A counselor in one of the adult schools I studied told me this story. A GED student had both work and childcare responsibilities that made it impossible for her to attend classes more than one hour a day. But she came week after week, month after month. And after several hard years, she passed the exam. She was overjoyed, as you can imagine, and, the counselor explained, her success changed the way she thought about herself. I’ve seen this sort of thing happen again and again in “second chance” institutions; when people begin to master what had eluded them before, it can have a powerful effect on the way they see themselves and on their willingness to take on further challenges. But these accounts tend to get lost in statistical averages of completion rates and tables of labor market advantage.
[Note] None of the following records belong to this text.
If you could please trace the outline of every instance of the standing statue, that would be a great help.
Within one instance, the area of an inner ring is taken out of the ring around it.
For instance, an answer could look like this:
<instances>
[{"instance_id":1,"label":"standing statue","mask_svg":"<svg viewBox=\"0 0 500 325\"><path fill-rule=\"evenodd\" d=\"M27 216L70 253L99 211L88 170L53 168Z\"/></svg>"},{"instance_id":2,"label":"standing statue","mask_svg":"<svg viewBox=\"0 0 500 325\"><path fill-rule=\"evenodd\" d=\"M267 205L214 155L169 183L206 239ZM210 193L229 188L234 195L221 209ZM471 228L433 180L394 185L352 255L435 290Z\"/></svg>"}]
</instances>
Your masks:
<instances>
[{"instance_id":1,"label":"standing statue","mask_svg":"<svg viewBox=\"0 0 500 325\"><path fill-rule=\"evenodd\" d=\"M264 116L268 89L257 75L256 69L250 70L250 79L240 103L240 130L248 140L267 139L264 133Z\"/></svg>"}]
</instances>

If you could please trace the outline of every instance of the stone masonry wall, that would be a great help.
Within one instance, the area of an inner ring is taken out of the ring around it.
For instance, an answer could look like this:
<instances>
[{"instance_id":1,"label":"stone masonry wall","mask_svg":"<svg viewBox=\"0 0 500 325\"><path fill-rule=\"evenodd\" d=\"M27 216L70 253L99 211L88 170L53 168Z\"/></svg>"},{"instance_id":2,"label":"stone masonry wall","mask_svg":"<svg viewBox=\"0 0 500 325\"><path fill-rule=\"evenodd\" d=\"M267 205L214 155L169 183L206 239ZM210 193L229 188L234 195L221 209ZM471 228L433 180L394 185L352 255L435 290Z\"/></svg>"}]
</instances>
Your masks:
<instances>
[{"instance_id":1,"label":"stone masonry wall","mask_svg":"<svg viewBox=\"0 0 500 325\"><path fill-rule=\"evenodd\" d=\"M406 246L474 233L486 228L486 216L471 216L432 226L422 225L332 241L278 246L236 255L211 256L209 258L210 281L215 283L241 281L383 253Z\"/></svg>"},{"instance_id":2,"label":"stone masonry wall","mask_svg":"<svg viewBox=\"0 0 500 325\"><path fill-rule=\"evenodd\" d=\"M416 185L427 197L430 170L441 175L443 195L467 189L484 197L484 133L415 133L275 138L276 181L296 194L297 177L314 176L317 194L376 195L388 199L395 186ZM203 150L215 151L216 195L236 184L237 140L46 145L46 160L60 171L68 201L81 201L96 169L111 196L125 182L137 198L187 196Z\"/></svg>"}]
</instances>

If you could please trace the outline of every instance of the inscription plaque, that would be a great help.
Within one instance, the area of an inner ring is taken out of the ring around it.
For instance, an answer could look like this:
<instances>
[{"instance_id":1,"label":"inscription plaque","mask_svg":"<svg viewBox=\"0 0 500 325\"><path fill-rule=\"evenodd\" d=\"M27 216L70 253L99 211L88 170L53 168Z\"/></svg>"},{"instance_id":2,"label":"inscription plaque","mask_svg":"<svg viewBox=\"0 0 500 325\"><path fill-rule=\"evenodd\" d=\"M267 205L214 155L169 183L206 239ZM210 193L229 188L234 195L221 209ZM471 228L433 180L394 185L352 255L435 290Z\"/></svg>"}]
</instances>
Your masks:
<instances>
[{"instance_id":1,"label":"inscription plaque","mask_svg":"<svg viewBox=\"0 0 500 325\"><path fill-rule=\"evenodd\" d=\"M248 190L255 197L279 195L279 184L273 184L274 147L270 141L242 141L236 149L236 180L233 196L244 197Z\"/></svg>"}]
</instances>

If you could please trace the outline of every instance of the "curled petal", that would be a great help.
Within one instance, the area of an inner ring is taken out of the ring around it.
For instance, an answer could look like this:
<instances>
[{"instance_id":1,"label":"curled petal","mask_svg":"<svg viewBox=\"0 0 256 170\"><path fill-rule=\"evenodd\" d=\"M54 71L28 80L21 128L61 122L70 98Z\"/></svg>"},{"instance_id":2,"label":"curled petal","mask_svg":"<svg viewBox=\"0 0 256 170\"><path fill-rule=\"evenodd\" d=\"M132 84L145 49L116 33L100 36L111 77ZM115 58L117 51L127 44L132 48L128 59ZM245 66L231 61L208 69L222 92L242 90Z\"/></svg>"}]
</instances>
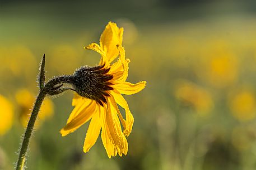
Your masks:
<instances>
[{"instance_id":1,"label":"curled petal","mask_svg":"<svg viewBox=\"0 0 256 170\"><path fill-rule=\"evenodd\" d=\"M113 96L110 96L110 98L113 98ZM113 104L115 104L109 101L110 101L109 100L108 102L106 120L118 153L122 156L123 154L127 153L127 140L122 131L119 119L117 114L117 111L113 106Z\"/></svg>"},{"instance_id":2,"label":"curled petal","mask_svg":"<svg viewBox=\"0 0 256 170\"><path fill-rule=\"evenodd\" d=\"M115 23L109 22L100 36L100 47L106 52L109 63L118 56L119 52L116 45L122 45L123 33L123 28L119 28Z\"/></svg>"},{"instance_id":3,"label":"curled petal","mask_svg":"<svg viewBox=\"0 0 256 170\"><path fill-rule=\"evenodd\" d=\"M99 122L99 113L97 112L92 116L88 128L83 148L85 153L89 151L98 138L101 128Z\"/></svg>"},{"instance_id":4,"label":"curled petal","mask_svg":"<svg viewBox=\"0 0 256 170\"><path fill-rule=\"evenodd\" d=\"M96 43L92 43L84 48L87 50L92 50L100 54L101 55L100 65L105 65L105 67L108 67L109 66L109 62L106 57L106 52L97 44Z\"/></svg>"},{"instance_id":5,"label":"curled petal","mask_svg":"<svg viewBox=\"0 0 256 170\"><path fill-rule=\"evenodd\" d=\"M145 81L140 81L136 84L125 81L122 84L117 84L114 87L120 94L131 95L142 90L145 88L146 83L146 82Z\"/></svg>"},{"instance_id":6,"label":"curled petal","mask_svg":"<svg viewBox=\"0 0 256 170\"><path fill-rule=\"evenodd\" d=\"M122 46L117 45L117 47L119 51L119 60L120 60L123 65L123 73L122 76L119 78L118 80L116 80L115 81L117 82L122 82L125 81L126 79L127 79L130 60L128 59L125 59L125 51Z\"/></svg>"},{"instance_id":7,"label":"curled petal","mask_svg":"<svg viewBox=\"0 0 256 170\"><path fill-rule=\"evenodd\" d=\"M134 122L133 116L131 113L127 102L118 91L114 89L111 91L111 94L115 99L117 104L125 110L126 127L124 128L123 133L125 136L128 137L131 132L132 132L132 126Z\"/></svg>"},{"instance_id":8,"label":"curled petal","mask_svg":"<svg viewBox=\"0 0 256 170\"><path fill-rule=\"evenodd\" d=\"M76 93L74 93L74 97L73 98L72 105L75 106L75 108L70 114L67 124L69 123L71 120L72 120L81 112L81 110L89 105L91 101L91 100L81 97Z\"/></svg>"},{"instance_id":9,"label":"curled petal","mask_svg":"<svg viewBox=\"0 0 256 170\"><path fill-rule=\"evenodd\" d=\"M88 122L97 110L96 101L91 100L91 103L78 111L67 125L60 130L62 136L64 137L77 129L82 125ZM74 109L75 110L75 109Z\"/></svg>"},{"instance_id":10,"label":"curled petal","mask_svg":"<svg viewBox=\"0 0 256 170\"><path fill-rule=\"evenodd\" d=\"M106 107L104 104L104 106ZM99 106L99 110L100 112L100 120L101 125L101 140L106 149L106 153L109 158L111 157L117 156L117 152L115 147L113 144L113 139L109 132L109 128L106 122L106 107L103 108Z\"/></svg>"}]
</instances>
Now, it is sadly true that of those who pass the GED exam, only a small percentage go on to complete a two- or four-year college degree. The current efforts to toughen up the GED exam are an attempt to bring the exam more into line with the demands of college. And on the face of it, that’s not a bad idea. When a previous revision of the exam added a writing sample, it led more programs to increase instruction in writing – a good thing. I’ve spent my whole career urging a higher-quality education for academically underprepared people, but I worry about the assumption that amping up a test will make students “college ready.” Many of those preparing for the GED carry big burdens, as we saw in the opening story. That woman would need safety net assistance along with her stunning determination in order to pass a tougher test. And we'd be asking her to take on this new test when LAUSD has been cutting its adult school budget by 75%! The social critic Michael Harrington once observed that in America we are always having the wrong debate about inequality. There are 40 million Americans who lack a high school diploma or GED certificate; at least 4 million or 5 million are under 26. So, yes, let’s improve the test, but in the context of a larger national discussion about how to help more, not fewer, people move out of our educational shadow-lands.  

Question Five:
The schools you profile in “Back to School” aren’t named. But you teach at UCLA and one senses, in the stories in the book, the diversity of the city of Los Angeles.
I’ve been fortunate over the years to be able to write about a wide range of schooling in the Los Angeles Basin, from kindergarten to graduate seminar to adult education and an equally wide range of work, from waitressing to surgery. This writing has taught me so much about teaching and learning but, more broadly, about the human condition as it plays out day to day in this dizzyingly complicated region: the yearning and disappointment, the intelligence and the barriers to achievement. You can’t really understand a school without understanding the community surrounding it, its economic and demographic present and past. I’ll give you one small example from the community where I grew up, South Central. You can be on a main drag with boarded-up storefronts and liquor stores and walk down a side street to find a block of modest homes with flower beds – people holding a community together. I don’t think I’ll ever forget a high school girl’s comment as the two of us were watching a local news broadcast on her neighborhood. The camera zoomed down a blighted street as the reporter compared the place to a Third World country. The girl, who certainly knew the problems and dangers of her neighborhood, was taken aback. “This isn’t the Third World,” she said after pausing a moment. “This is where we live.”